Let me tell you about a problem that shouldn’t exist in 2025.
You receive a PDF. It’s a property listing—maybe a sleek Tokyo apartment flyer, maybe a scanned photocopy from a rural agent’s fax machine. Your job? Get that information into your database. Simple, right?
Wrong.
The OCR Trap
If you’ve spent any time trying to digitize real estate documents at scale, you’ve probably tried the usual suspects. Google Cloud Vision, AWS Textract, maybe even good old Tesseract if you’re budget-conscious. These tools are impressive—genuinely. They can read text from images with remarkable accuracy. Some can even handle tables and forms.
But here’s where they all fall short: they don’t understand what they’re reading.
Hand any OCR tool a Japanese property flyer and you’ll get back a blob of text. Somewhere in there is the price (¥45,000,000), the land area (120.5㎡), the walking distance to the station (徒歩8分), and probably someone’s phone number. Good luck programmatically figuring out which is which. Was that number the price or the building age? Is that the land area or the floor area ratio? Your OCR tool doesn’t know. It doesn’t care. It just gave you text.
Template-based extraction tools try to solve this by mapping specific regions of a document to specific fields. Great—until the layout changes. Until you get a document from a different agency. Until someone decides to add a decorative border or rearrange the floor plan. Suddenly, your carefully configured templates are useless, and you’re back to manual data entry.
What We Actually Needed
We needed a system that could do what a human does: look at a property listing and understand it. Not just read it, but interpret it. Know that the big number at the top with the yen symbol is probably the price. Recognize that a grid of rectangles labeled “1LDK” is a floor plan.
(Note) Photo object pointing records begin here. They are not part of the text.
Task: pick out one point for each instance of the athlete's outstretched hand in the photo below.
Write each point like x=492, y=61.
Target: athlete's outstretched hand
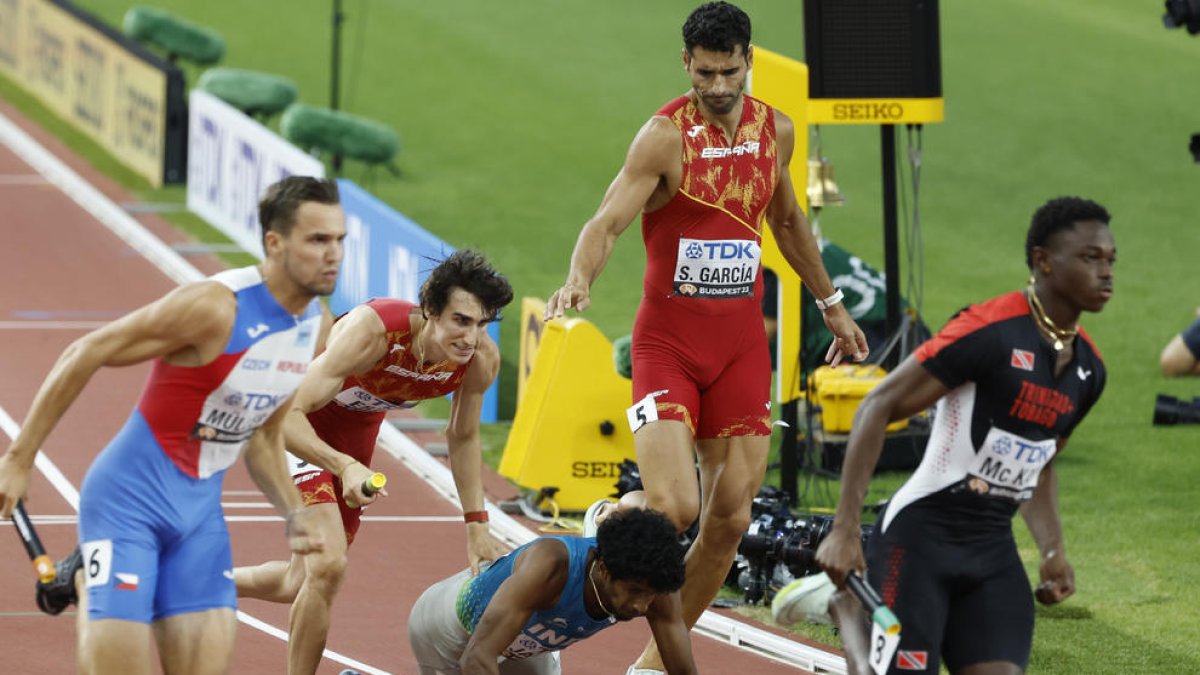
x=353, y=478
x=847, y=338
x=13, y=483
x=571, y=296
x=303, y=536
x=841, y=553
x=1057, y=579
x=481, y=545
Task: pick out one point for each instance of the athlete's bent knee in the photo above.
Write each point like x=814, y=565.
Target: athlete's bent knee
x=679, y=509
x=325, y=572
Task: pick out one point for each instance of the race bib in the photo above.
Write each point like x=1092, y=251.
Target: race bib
x=360, y=400
x=718, y=268
x=643, y=412
x=1008, y=465
x=97, y=562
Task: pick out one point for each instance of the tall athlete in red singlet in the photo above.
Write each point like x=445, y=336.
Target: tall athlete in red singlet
x=706, y=172
x=382, y=356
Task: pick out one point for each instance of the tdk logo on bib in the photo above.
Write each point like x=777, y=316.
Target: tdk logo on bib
x=719, y=268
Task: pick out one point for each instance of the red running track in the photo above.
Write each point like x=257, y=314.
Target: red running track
x=60, y=274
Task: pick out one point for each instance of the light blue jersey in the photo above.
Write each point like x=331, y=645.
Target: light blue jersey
x=547, y=629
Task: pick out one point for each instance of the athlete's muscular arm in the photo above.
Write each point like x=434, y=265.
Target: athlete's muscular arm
x=267, y=466
x=354, y=345
x=799, y=249
x=466, y=452
x=189, y=326
x=1041, y=514
x=538, y=578
x=665, y=616
x=907, y=390
x=649, y=160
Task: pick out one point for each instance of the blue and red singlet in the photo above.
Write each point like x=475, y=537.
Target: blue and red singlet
x=151, y=530
x=699, y=350
x=351, y=422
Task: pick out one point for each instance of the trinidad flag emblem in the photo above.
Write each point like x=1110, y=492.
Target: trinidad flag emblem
x=1023, y=359
x=912, y=659
x=126, y=581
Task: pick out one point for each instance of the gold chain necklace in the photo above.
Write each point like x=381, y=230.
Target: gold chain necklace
x=597, y=591
x=1047, y=324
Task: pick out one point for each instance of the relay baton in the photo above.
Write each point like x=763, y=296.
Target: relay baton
x=42, y=562
x=873, y=603
x=373, y=484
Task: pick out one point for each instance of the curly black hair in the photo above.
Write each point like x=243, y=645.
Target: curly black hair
x=641, y=545
x=1056, y=215
x=717, y=27
x=471, y=272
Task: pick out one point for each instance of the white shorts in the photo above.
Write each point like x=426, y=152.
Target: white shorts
x=438, y=638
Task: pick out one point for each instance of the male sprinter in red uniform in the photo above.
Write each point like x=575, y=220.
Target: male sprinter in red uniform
x=1012, y=378
x=705, y=172
x=382, y=356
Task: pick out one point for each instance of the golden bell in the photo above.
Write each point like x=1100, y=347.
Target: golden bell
x=822, y=189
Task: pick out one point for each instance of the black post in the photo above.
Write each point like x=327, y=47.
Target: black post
x=336, y=71
x=891, y=239
x=790, y=451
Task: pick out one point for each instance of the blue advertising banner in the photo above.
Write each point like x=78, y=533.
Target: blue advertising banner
x=389, y=256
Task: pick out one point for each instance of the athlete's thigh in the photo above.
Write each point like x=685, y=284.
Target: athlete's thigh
x=910, y=578
x=546, y=663
x=319, y=487
x=113, y=646
x=196, y=571
x=737, y=401
x=665, y=382
x=731, y=471
x=994, y=620
x=198, y=643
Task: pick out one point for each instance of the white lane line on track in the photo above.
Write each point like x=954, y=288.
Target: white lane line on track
x=155, y=252
x=22, y=179
x=51, y=324
x=43, y=463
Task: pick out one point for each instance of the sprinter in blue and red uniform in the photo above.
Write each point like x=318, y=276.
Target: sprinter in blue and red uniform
x=706, y=171
x=1012, y=378
x=228, y=353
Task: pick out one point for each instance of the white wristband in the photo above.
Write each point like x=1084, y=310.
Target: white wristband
x=831, y=300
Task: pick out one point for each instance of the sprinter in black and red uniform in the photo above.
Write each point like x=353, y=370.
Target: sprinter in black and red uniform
x=1012, y=378
x=382, y=356
x=706, y=171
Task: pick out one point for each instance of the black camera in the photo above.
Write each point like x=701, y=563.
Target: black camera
x=1182, y=12
x=778, y=548
x=1169, y=410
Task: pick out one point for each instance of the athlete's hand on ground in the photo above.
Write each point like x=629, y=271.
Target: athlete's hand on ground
x=570, y=296
x=13, y=483
x=353, y=478
x=481, y=545
x=1057, y=579
x=304, y=536
x=841, y=553
x=849, y=339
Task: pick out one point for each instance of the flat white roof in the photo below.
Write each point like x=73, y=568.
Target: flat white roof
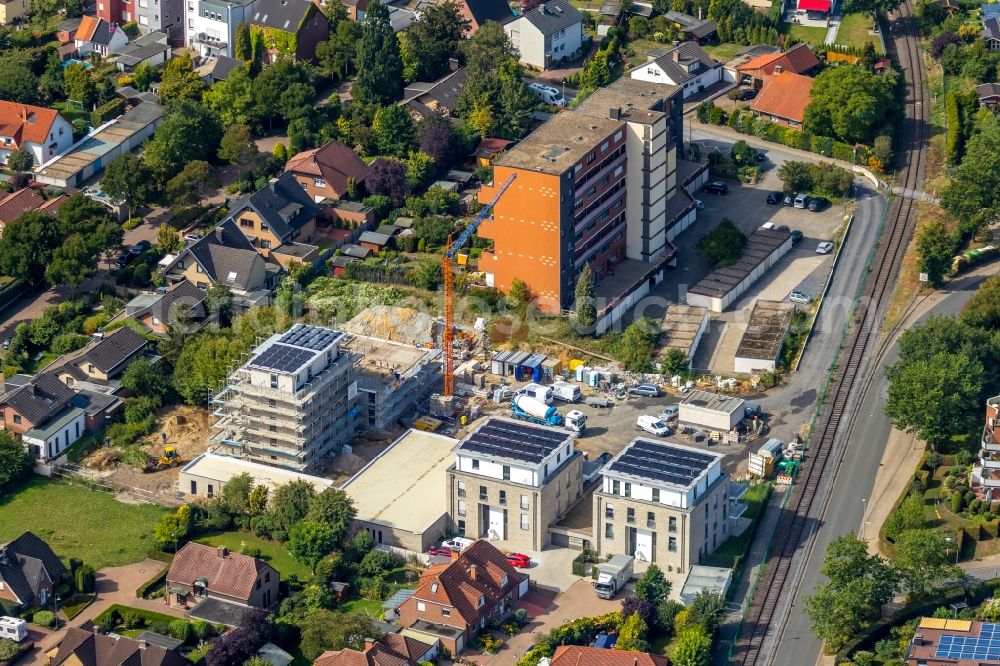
x=406, y=485
x=223, y=468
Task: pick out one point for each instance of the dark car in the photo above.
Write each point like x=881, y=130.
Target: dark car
x=648, y=390
x=817, y=204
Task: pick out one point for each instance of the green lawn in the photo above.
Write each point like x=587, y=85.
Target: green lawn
x=78, y=522
x=271, y=552
x=805, y=33
x=853, y=31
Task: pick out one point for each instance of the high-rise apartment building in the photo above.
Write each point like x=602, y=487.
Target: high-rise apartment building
x=292, y=402
x=597, y=185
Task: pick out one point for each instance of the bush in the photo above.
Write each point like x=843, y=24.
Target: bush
x=44, y=618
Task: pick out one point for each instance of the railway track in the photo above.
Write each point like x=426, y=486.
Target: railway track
x=775, y=590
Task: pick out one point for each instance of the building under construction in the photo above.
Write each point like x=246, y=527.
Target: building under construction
x=392, y=377
x=293, y=401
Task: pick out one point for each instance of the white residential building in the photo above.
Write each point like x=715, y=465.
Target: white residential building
x=547, y=35
x=686, y=66
x=42, y=132
x=211, y=25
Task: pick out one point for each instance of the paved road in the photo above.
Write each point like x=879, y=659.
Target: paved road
x=798, y=646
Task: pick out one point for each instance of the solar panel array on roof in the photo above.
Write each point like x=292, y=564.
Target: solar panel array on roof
x=517, y=441
x=310, y=337
x=651, y=460
x=984, y=647
x=283, y=358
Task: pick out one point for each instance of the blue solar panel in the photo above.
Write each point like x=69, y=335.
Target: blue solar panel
x=985, y=646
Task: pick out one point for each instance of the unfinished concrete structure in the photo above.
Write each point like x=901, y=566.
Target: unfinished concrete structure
x=392, y=377
x=761, y=343
x=292, y=402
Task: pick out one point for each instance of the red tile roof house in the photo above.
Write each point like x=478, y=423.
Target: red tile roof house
x=323, y=172
x=42, y=132
x=29, y=571
x=784, y=98
x=387, y=650
x=202, y=574
x=455, y=601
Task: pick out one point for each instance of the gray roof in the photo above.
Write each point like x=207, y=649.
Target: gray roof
x=143, y=48
x=282, y=203
x=554, y=15
x=690, y=57
x=285, y=15
x=38, y=400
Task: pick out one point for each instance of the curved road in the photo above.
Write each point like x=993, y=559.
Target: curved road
x=854, y=483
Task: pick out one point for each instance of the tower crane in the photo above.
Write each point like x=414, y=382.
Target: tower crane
x=450, y=250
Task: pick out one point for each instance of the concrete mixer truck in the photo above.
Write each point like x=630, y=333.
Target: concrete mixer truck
x=528, y=408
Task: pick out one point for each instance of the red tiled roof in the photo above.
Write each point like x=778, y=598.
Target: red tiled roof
x=455, y=585
x=88, y=25
x=576, y=655
x=233, y=575
x=24, y=122
x=333, y=162
x=785, y=95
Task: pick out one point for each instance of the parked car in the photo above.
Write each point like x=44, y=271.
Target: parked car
x=800, y=297
x=648, y=390
x=547, y=94
x=519, y=560
x=670, y=412
x=817, y=204
x=652, y=425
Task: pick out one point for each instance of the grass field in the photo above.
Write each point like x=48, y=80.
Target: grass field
x=271, y=552
x=853, y=31
x=78, y=522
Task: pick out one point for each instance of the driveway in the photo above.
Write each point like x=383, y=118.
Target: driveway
x=114, y=585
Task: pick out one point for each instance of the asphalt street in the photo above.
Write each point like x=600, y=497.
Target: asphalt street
x=852, y=488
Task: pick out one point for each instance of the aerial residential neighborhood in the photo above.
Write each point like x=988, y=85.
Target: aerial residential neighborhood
x=534, y=333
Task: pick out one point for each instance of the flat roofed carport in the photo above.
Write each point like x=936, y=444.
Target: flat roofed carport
x=405, y=486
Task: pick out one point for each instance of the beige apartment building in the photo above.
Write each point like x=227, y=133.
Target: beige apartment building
x=511, y=480
x=664, y=503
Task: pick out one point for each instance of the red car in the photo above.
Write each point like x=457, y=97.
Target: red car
x=440, y=551
x=519, y=560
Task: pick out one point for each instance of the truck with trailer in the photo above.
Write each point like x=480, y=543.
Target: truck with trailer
x=613, y=575
x=527, y=408
x=566, y=392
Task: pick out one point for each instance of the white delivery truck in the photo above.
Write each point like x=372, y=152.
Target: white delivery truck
x=566, y=391
x=13, y=629
x=613, y=575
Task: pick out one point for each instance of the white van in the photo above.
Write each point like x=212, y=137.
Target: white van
x=653, y=426
x=13, y=629
x=538, y=392
x=566, y=391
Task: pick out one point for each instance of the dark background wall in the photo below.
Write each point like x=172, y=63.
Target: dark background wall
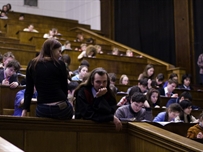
x=146, y=25
x=198, y=31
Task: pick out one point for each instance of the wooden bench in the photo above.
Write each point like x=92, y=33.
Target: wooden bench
x=6, y=146
x=7, y=97
x=84, y=135
x=23, y=56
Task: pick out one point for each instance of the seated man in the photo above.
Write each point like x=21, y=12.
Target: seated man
x=19, y=100
x=95, y=100
x=184, y=96
x=8, y=56
x=135, y=110
x=168, y=90
x=196, y=131
x=142, y=86
x=8, y=75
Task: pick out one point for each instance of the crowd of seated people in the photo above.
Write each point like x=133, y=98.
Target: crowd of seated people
x=140, y=100
x=4, y=11
x=30, y=28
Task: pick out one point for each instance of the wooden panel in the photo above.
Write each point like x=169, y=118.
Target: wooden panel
x=20, y=46
x=7, y=97
x=6, y=146
x=23, y=56
x=146, y=138
x=43, y=134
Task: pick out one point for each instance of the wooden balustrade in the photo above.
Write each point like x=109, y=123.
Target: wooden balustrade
x=43, y=134
x=6, y=146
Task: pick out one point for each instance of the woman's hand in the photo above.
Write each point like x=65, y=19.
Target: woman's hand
x=24, y=113
x=117, y=123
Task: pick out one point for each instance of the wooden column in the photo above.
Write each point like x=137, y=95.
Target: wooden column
x=107, y=18
x=184, y=35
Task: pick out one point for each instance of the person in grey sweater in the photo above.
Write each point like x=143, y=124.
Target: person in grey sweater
x=134, y=111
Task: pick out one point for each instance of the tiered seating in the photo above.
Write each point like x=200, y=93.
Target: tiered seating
x=24, y=46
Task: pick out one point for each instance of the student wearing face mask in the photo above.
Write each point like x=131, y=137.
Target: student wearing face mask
x=196, y=131
x=170, y=114
x=135, y=110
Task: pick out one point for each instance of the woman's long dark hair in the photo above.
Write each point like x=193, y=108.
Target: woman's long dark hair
x=47, y=51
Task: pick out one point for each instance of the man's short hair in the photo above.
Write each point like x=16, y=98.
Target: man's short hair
x=143, y=81
x=160, y=77
x=138, y=97
x=72, y=85
x=170, y=81
x=85, y=62
x=112, y=77
x=186, y=95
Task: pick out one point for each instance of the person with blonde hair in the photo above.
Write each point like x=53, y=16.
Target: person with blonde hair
x=124, y=79
x=196, y=131
x=89, y=52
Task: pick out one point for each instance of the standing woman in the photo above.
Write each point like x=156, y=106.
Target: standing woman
x=48, y=74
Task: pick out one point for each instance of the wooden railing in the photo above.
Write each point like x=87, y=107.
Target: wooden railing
x=43, y=134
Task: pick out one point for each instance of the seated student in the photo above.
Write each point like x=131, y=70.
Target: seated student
x=82, y=71
x=186, y=82
x=66, y=46
x=90, y=41
x=185, y=115
x=67, y=60
x=112, y=77
x=3, y=15
x=82, y=48
x=129, y=53
x=135, y=110
x=99, y=49
x=30, y=29
x=142, y=86
x=83, y=62
x=8, y=75
x=90, y=51
x=184, y=96
x=72, y=85
x=158, y=81
x=125, y=100
x=19, y=100
x=5, y=8
x=8, y=56
x=79, y=38
x=196, y=131
x=172, y=76
x=152, y=99
x=52, y=33
x=168, y=90
x=21, y=17
x=124, y=79
x=95, y=100
x=147, y=73
x=115, y=51
x=170, y=114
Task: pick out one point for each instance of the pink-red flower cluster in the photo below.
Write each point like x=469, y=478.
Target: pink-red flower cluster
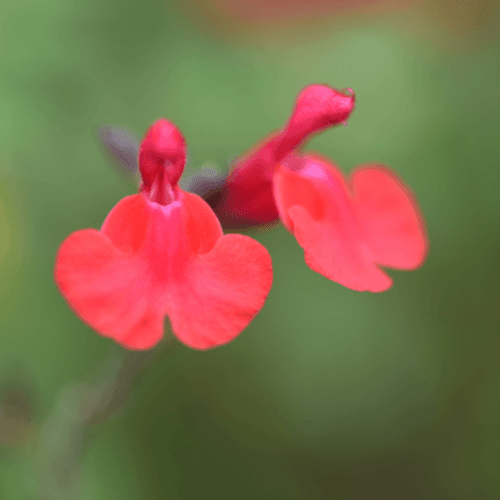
x=162, y=252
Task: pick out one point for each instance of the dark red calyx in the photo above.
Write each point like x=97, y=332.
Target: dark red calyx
x=162, y=157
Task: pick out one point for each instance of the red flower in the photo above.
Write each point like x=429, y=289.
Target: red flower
x=347, y=230
x=162, y=253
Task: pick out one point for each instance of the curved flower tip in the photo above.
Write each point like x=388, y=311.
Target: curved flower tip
x=152, y=260
x=248, y=194
x=350, y=230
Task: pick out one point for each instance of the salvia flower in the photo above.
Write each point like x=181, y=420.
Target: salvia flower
x=162, y=253
x=348, y=229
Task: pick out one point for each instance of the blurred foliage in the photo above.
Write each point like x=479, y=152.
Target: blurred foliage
x=329, y=393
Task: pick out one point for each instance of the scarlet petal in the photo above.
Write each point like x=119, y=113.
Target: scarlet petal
x=346, y=237
x=224, y=289
x=126, y=224
x=149, y=261
x=105, y=288
x=390, y=218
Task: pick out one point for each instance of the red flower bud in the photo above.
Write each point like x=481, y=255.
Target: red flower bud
x=248, y=193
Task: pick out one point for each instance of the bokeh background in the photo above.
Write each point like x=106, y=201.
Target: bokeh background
x=330, y=393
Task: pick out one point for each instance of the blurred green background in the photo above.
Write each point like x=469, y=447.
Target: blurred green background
x=329, y=393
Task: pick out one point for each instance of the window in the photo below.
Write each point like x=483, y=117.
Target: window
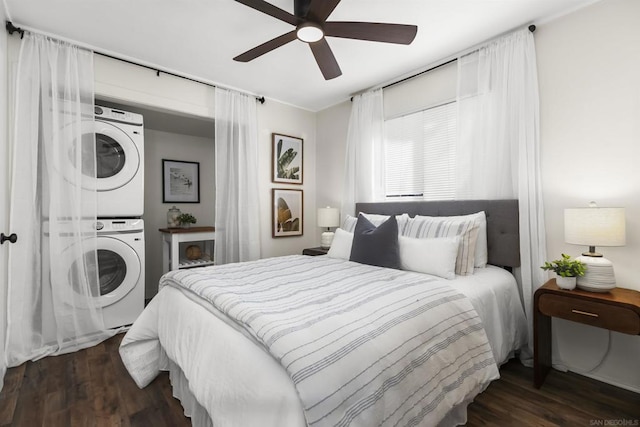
x=420, y=150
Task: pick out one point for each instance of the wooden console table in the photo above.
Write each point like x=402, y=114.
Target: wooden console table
x=617, y=310
x=171, y=239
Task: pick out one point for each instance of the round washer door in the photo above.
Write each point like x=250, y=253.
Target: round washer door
x=118, y=269
x=117, y=157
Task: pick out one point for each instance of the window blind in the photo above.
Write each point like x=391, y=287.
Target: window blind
x=420, y=150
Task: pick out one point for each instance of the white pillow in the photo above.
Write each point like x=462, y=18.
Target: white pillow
x=341, y=245
x=467, y=228
x=349, y=223
x=482, y=253
x=435, y=256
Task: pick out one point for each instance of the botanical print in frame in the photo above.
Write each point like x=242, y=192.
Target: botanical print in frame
x=180, y=181
x=287, y=159
x=286, y=212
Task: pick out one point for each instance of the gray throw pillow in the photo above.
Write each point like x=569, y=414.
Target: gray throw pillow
x=376, y=245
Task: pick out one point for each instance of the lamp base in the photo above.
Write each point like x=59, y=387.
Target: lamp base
x=326, y=239
x=599, y=275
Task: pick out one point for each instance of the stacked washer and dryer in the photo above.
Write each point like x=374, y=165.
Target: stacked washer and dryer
x=120, y=228
x=119, y=139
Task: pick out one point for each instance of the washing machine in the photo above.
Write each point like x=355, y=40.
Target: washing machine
x=120, y=253
x=119, y=138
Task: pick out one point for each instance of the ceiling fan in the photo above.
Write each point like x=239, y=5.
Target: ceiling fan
x=310, y=20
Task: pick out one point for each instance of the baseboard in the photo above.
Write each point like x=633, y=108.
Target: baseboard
x=608, y=381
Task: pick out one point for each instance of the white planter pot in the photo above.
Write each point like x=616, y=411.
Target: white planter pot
x=567, y=283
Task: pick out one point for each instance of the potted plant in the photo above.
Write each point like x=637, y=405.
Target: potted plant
x=186, y=219
x=567, y=270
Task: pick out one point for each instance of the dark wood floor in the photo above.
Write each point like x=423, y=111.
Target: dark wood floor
x=92, y=388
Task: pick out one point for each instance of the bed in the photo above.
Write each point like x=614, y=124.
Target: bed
x=334, y=342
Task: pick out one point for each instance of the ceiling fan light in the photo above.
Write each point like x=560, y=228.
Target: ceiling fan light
x=309, y=32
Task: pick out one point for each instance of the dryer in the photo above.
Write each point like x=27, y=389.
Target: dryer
x=119, y=138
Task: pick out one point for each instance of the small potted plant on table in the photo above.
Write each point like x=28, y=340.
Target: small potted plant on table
x=567, y=270
x=186, y=220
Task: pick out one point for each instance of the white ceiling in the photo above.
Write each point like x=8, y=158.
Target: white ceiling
x=199, y=38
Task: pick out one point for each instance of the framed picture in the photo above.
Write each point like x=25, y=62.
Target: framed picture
x=287, y=212
x=180, y=181
x=286, y=164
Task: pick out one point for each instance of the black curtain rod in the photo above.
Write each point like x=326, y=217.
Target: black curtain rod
x=531, y=28
x=13, y=29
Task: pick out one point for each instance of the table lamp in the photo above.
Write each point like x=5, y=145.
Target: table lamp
x=327, y=218
x=594, y=226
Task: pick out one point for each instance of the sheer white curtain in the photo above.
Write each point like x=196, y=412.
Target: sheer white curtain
x=237, y=201
x=498, y=143
x=364, y=169
x=53, y=275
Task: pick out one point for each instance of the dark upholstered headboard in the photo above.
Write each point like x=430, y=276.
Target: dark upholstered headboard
x=503, y=236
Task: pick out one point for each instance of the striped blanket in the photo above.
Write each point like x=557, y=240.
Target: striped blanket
x=363, y=345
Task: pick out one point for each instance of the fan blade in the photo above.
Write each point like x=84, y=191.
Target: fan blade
x=325, y=59
x=266, y=47
x=271, y=10
x=372, y=31
x=320, y=10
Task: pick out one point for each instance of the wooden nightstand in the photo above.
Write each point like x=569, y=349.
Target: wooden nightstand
x=618, y=310
x=315, y=251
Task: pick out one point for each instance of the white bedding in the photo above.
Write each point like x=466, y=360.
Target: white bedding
x=233, y=373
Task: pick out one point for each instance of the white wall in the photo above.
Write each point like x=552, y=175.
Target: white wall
x=589, y=75
x=173, y=146
x=4, y=193
x=332, y=129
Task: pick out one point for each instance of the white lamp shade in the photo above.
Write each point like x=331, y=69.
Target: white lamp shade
x=595, y=226
x=328, y=217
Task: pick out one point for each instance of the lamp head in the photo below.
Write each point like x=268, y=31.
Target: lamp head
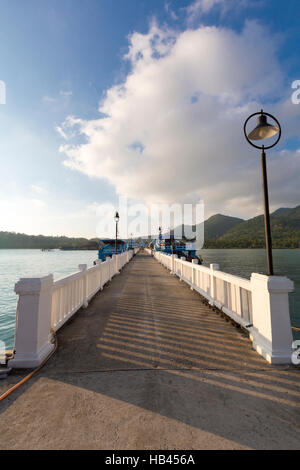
x=263, y=130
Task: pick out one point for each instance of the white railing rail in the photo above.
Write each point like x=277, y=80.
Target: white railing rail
x=45, y=305
x=259, y=304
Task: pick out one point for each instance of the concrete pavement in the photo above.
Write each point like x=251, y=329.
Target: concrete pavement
x=149, y=366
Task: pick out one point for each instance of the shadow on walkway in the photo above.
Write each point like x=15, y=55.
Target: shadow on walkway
x=148, y=365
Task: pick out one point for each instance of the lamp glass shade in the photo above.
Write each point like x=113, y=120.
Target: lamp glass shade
x=263, y=130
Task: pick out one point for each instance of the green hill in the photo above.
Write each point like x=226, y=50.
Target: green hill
x=21, y=240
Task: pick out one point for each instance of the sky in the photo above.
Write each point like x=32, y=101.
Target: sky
x=143, y=100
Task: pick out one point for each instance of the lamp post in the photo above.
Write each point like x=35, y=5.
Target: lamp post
x=262, y=131
x=117, y=218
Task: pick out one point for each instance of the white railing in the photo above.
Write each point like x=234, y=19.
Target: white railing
x=259, y=304
x=229, y=293
x=45, y=305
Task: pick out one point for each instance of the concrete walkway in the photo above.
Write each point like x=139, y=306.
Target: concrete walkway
x=149, y=366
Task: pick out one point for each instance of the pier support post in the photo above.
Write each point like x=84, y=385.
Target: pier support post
x=83, y=268
x=115, y=264
x=271, y=332
x=194, y=261
x=213, y=267
x=33, y=323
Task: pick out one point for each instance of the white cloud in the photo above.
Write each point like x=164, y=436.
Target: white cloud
x=172, y=131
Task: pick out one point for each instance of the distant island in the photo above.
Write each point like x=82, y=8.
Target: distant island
x=220, y=231
x=230, y=232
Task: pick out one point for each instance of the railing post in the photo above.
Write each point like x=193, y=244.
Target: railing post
x=213, y=267
x=271, y=332
x=98, y=263
x=33, y=322
x=194, y=261
x=83, y=268
x=183, y=258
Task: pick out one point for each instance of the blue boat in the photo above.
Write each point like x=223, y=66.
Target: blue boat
x=111, y=247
Understand that “徒歩5分” means “5-minute walk” and extract that as structured data, not just random characters.
And we needed it to work across different layouts, different agencies, different quality scans, and yes—different languages.
So we built it.

How It Actually Works
Our system isn’t revolutionary in its components—it’s smart in how it combines them. We use OCR (because you still need to pull text from images), but then we feed both the image and the extracted text into a multimodal AI model. Currently, we’re using Gemini, though the architecture is flexible enough to swap models as better ones emerge.
The AI doesn’t just parse text—it interprets the entire document visually and contextually. It sees the layout. It understands Japanese real estate conventions. It knows what matters and what doesn’t.
For critical fields where precision is non-negotiable—price, area measurements, floor area ratios—we layer on deterministic text extraction as a safety net. AI is smart, but regex doesn’t hallucinate numbers.
The output? Clean, standardized JSON. Every time. Same schema, same field names, whether we’re processing a glossy corporate listing or a hand-scanned flyer from 1995. Missing data gets marked as null, not silently dropped or inconsistently formatted.
We even throw in optional geocoding (because latitude/longitude beats vague address descriptions) and automatic translation to English, so international teams can work with Japanese listings without constantly context-switching.
The Honest Part: It’s Not Perfect
Look, I could write another five paragraphs about how amazing this system is, but let’s be real—it’s not flawless.
Sometimes unusual layouts confuse it. Low-quality scans can cause problems. Geocoding occasionally chokes on weirdly formatted addresses. There are edge cases we haven’t built for yet, compliance considerations we’re intentionally not tackling right now, and obscure document formats we simply don’t support.
But here’s the thing: we’re okay with that.
Perfect is the enemy of shipped. This system handles 95% of our real-world documents with zero human intervention. That remaining 5%? We can handle those manually—and we still come out way ahead compared to processing everything by hand or fighting with brittle template systems.
The stuff we’re not handling yet—deep legal compliance automation, every possible document variant, bulletproof handling of truly terrible scans—those are future problems. Important problems, but not blockers. We’ll get there. For now, this system does what matters: it saves our team dozens of hours every week, scales effortlessly, and turns chaotic PDFs into usable data.
Why This Matters
If you’re in real estate tech, you know the frustration. Every property listing is data you need to extract, validate, and standardize before you can do anything useful with it. That bottleneck—between receiving a listing and having it live on your platform—is where deals slow down, where opportunities get missed, where someone’s time gets wasted on data entry instead of actual work.
We built this system because we were tired of that bottleneck. Tired of choosing between expensive-but-limited SaaS tools and open-source-but-barely-adequate libraries. Tired of documents that were technically digitized but practically unusable.
If you’re facing the same problem, maybe this approach helps. Or maybe you’ll build something different—something better, even. Either way, the goal is the same: stop fighting with your documents and start using them.